The headline contrast with ftINIT:

ftINIT (task layer) tINIT (no task layer)
clean 7777 rxns, 69/69 (1.000) 6277 rxns, 35/69 (0.507)
dropout 0.7 5113 rxns, 68/69 (0.986), J 0.594 2807 rxns, 21/69 (0.304), J 0.408
noise σ=2.0 7768 rxns, 69/69 (1.000), J 0.919 6146 rxns, 24/69 (0.348), J 0.869
downsample 0.7 6123 rxns, 68/69 (0.986), J 0.728 3541 rxns, 19/69 (0.275), J 0.515
  • tINIT-without-gap-fill fails roughly half the essential tasks even on clean data; ftINIT-with-gap-fill passes them all. Under degradation tINIT collapses further (down to 19/69 at 70 % downsample), ftINIT stays ≥67/69 throughout.
  • Reaction-set drift is comparable under noise (Jaccard 0.87 vs 0.92) but worse for tINIT under sparsity (0.41 vs 0.59 at 70 % dropout) because there's no gap-fill to re-add structurally needed reactions.

This is not a critique of the tINIT algorithm — classic INIT was designed for the no-task-layer case. It is the empirical evidence for why ftINIT's design choices (task

  • gap-fill, adaptive essential forcing) are the right ones for genome-scale tissue model extraction, and why tINIT is mostly useful here as a baseline.

tINIT levers at dropout 70%

config n_rxns tasks pass frac Jaccard vs clean
default (prod_weight=0.5, eps=0.1) 2807 21/69 0.304 0.408
prod_weight=0.0 2791 21/69 0.304 0.416
prod_weight=1.0 3386 22/69 0.319 0.485
prod_weight=2.0 3888 21/69 0.304 0.458
eps=0.5 2620 21/69 0.304 0.391
eps=1.0 3311 22/69 0.319 0.460

Same conclusion as the ftINIT levers: parameter tuning can nudge (prod_weight≥1.0 or a larger eps modestly grows the model and lifts Jaccard from 0.41 to ~0.48), but no tINIT parameter recovers anything close to ftINIT's functionality (22/69 at best vs ftINIT's 67–69/69 at the same dropout). The gap-fill layer, not the parameter choice, is what bridges the gap.

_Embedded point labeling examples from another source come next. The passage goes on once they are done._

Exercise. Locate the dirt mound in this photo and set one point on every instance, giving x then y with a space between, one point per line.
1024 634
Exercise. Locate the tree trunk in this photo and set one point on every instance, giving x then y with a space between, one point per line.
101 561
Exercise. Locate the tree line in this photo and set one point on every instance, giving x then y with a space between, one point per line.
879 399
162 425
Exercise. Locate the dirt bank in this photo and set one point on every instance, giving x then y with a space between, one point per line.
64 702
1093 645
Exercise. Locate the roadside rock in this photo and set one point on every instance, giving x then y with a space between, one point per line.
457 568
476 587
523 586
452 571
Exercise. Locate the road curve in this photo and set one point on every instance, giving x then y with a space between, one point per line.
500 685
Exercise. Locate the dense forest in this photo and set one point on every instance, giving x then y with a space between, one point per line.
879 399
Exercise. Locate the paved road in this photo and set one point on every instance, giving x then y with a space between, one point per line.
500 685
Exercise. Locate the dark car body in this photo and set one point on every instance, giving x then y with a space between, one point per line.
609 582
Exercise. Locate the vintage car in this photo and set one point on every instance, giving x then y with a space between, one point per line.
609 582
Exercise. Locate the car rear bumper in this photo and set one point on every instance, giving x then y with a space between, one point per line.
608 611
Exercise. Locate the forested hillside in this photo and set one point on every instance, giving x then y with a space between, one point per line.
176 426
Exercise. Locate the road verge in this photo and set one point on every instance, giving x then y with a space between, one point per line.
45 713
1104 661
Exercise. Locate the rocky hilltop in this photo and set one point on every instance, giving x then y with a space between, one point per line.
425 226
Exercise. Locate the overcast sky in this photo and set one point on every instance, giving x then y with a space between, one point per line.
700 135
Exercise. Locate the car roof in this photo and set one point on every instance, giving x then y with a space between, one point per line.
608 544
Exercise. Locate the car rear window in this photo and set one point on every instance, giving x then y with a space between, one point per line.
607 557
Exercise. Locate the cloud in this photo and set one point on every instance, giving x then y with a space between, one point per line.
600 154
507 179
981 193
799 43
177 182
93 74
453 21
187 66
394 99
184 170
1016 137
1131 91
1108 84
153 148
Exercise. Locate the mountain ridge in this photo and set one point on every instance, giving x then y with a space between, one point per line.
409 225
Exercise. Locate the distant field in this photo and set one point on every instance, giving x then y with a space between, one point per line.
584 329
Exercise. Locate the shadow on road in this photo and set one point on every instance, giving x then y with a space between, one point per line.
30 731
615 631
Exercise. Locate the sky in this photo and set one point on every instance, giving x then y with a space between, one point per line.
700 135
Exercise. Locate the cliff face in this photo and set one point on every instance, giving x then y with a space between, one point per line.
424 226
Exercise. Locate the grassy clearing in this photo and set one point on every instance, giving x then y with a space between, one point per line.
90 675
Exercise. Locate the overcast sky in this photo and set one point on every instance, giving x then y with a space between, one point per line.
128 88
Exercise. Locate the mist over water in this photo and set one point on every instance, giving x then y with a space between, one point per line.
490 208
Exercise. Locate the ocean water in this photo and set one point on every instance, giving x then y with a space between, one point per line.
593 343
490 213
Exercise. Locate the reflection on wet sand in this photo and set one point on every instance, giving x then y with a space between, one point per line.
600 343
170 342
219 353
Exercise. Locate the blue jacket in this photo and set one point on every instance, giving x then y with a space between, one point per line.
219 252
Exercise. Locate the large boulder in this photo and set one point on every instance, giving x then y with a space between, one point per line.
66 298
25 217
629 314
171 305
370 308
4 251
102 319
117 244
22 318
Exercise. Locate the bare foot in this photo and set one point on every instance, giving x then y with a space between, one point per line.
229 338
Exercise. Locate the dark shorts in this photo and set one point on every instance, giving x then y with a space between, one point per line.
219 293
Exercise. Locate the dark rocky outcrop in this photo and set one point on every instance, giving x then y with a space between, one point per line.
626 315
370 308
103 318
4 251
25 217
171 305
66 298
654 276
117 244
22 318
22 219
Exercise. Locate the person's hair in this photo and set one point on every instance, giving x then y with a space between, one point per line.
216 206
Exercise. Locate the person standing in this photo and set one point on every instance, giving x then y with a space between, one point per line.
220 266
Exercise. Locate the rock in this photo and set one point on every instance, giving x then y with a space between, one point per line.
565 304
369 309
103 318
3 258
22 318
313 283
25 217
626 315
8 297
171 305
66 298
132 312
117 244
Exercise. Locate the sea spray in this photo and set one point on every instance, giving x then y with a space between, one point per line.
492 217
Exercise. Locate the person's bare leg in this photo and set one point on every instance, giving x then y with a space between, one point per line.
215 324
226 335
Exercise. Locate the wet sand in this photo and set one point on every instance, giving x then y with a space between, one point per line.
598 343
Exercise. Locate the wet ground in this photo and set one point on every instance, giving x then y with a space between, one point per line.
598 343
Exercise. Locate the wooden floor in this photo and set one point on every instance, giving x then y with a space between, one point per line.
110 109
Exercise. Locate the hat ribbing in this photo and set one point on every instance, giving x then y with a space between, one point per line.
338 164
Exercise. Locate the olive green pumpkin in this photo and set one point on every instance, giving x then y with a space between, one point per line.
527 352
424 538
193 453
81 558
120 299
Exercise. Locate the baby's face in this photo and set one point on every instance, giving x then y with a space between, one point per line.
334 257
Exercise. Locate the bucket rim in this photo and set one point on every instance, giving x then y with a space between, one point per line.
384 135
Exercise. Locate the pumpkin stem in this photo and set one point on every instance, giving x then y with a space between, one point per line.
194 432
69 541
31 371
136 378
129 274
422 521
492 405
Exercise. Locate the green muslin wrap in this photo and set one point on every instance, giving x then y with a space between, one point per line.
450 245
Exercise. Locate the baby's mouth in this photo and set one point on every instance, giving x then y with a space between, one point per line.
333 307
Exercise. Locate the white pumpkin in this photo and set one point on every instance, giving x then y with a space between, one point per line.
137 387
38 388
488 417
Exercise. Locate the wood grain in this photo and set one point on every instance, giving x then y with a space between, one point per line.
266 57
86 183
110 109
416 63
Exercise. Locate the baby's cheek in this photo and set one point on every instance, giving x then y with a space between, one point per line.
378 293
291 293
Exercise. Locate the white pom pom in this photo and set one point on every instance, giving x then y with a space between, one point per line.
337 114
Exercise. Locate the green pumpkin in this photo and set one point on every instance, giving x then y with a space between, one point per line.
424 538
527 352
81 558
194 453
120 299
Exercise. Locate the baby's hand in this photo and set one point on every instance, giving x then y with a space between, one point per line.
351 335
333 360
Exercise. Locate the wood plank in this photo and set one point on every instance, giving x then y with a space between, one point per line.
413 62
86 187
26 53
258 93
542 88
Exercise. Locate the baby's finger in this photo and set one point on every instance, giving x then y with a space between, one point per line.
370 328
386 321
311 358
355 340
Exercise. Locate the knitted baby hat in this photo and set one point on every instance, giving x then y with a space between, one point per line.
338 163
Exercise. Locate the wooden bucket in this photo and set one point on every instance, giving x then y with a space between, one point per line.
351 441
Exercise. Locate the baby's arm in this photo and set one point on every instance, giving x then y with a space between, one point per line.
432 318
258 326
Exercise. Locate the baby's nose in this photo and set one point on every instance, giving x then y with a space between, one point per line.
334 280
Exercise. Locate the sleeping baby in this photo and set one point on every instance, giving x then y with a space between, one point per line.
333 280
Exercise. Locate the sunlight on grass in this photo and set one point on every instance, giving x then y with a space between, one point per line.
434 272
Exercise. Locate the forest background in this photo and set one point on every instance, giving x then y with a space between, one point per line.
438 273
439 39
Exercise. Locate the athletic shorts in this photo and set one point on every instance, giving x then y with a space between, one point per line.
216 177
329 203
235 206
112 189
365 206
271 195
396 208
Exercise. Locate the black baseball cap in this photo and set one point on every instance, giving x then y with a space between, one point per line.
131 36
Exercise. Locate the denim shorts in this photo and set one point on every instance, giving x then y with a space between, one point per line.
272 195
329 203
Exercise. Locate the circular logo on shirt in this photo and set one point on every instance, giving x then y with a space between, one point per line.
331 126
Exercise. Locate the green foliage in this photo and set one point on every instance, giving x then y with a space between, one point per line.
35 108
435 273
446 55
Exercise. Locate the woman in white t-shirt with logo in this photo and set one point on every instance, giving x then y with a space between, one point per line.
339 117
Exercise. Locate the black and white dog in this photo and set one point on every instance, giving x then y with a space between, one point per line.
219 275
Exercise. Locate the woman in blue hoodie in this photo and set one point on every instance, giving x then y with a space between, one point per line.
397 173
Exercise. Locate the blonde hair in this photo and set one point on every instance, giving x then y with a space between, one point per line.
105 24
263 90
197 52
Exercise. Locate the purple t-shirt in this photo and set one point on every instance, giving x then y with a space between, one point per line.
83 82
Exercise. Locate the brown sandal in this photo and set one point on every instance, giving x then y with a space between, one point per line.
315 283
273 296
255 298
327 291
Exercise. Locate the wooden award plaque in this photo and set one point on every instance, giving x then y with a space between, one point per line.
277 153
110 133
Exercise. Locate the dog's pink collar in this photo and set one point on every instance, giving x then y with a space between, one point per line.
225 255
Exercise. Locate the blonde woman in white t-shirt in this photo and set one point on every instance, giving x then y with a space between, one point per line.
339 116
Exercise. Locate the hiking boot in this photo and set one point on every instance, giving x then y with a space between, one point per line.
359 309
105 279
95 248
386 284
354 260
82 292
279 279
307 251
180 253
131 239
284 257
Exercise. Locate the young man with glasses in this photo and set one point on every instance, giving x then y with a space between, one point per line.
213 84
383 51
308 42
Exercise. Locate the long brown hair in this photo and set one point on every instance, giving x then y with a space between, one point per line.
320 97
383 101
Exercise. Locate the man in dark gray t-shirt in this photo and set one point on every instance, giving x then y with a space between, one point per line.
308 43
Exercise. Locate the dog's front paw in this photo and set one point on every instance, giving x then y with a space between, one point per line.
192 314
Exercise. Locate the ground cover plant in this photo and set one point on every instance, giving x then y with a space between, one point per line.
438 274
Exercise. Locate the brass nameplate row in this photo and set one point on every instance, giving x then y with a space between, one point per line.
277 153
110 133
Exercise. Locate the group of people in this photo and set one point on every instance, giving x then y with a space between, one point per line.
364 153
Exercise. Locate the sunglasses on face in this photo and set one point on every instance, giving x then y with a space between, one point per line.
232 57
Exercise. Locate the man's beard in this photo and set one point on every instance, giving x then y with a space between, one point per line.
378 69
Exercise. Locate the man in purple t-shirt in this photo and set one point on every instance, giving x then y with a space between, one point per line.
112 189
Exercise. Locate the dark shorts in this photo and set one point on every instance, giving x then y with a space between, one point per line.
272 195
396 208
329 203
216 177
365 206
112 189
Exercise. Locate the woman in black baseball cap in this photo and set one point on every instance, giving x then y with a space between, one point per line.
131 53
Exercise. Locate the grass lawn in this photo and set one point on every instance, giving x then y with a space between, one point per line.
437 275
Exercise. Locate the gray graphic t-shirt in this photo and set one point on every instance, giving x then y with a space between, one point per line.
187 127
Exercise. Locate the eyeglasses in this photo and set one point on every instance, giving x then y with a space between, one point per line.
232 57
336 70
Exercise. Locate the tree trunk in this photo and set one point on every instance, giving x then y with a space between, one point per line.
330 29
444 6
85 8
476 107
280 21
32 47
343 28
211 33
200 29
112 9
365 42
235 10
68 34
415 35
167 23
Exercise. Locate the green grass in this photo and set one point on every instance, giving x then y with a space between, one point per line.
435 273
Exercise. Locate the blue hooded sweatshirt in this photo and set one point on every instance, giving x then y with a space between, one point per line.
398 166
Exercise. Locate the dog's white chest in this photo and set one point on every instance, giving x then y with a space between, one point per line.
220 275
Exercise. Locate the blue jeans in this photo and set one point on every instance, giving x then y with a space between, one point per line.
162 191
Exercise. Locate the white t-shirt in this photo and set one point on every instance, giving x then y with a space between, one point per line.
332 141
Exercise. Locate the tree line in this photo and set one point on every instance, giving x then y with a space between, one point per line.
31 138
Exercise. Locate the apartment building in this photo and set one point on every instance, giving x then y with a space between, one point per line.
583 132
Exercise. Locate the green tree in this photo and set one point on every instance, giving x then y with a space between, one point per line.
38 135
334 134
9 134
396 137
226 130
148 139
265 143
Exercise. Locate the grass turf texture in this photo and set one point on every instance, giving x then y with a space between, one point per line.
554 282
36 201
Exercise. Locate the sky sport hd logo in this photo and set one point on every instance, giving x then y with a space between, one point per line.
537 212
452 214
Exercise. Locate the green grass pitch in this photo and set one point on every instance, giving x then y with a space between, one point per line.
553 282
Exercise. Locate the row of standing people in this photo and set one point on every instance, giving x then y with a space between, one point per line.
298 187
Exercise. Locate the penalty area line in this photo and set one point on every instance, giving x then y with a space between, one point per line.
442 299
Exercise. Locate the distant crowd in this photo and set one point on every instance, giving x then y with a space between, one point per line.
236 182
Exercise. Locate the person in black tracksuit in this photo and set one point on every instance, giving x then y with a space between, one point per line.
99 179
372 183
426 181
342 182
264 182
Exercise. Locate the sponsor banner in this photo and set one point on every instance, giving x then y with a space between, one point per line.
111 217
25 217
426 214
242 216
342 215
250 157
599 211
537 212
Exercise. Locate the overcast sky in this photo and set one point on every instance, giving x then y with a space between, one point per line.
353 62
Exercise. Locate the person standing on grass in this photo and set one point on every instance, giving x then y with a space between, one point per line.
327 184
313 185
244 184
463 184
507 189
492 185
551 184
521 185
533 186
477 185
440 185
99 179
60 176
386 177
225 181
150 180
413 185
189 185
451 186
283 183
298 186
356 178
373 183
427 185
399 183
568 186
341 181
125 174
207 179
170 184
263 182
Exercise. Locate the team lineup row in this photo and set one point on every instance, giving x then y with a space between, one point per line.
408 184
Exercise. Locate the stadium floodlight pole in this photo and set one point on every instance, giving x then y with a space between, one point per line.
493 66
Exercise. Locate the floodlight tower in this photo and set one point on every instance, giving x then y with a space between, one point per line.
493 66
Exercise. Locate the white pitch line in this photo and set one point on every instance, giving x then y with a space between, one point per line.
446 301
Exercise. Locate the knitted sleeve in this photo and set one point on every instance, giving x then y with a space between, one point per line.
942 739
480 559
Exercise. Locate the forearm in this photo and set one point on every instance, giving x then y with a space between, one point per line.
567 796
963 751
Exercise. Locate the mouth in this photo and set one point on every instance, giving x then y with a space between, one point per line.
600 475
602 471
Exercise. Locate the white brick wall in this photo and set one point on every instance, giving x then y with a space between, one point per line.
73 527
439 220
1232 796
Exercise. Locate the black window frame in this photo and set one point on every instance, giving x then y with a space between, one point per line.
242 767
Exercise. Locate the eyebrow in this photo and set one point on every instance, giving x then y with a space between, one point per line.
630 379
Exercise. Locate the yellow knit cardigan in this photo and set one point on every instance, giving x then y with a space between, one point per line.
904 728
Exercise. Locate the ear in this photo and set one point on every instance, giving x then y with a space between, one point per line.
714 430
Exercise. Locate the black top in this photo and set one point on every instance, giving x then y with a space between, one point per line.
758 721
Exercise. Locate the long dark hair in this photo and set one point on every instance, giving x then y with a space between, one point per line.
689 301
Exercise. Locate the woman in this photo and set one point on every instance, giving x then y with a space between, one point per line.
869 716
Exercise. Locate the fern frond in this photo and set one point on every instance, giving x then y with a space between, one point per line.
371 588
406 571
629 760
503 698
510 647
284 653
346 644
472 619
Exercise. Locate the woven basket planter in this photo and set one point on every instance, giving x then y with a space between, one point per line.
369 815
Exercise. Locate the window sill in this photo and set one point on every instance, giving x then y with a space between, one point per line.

3. Cross-solver portability

See init_solver_benchmark.md for the genome-scale solver comparison (Gurobi/HiGHS/GLPK) and tests/test_init_solvers.py for CI parameterised over installed MILP backends. Headline: at genome scale only Gurobi is viable today; HiGHS fails on an upstream optlang hybrid_interface.clone() bug; GLPK ignores configuration.timeout on MIP and ran 1 h+ without converging. Toy-scale correctness is portable (Gurobi + GLPK give identical verdicts on the unit-test networks), so local development works without a Gurobi licence.


Reproducing

python scripts/analyze_init_params.py    --cell HCT116 --sweeps ftinit_milp,prep_scale,tinit,ftinit_full
python scripts/analyze_init_robustness.py --cell HCT116 --algo ftinit   # then --algo tinit

Both reuse the cached Human-GEM preps from the validation run (docs/humangem_validation.md) and are resumable.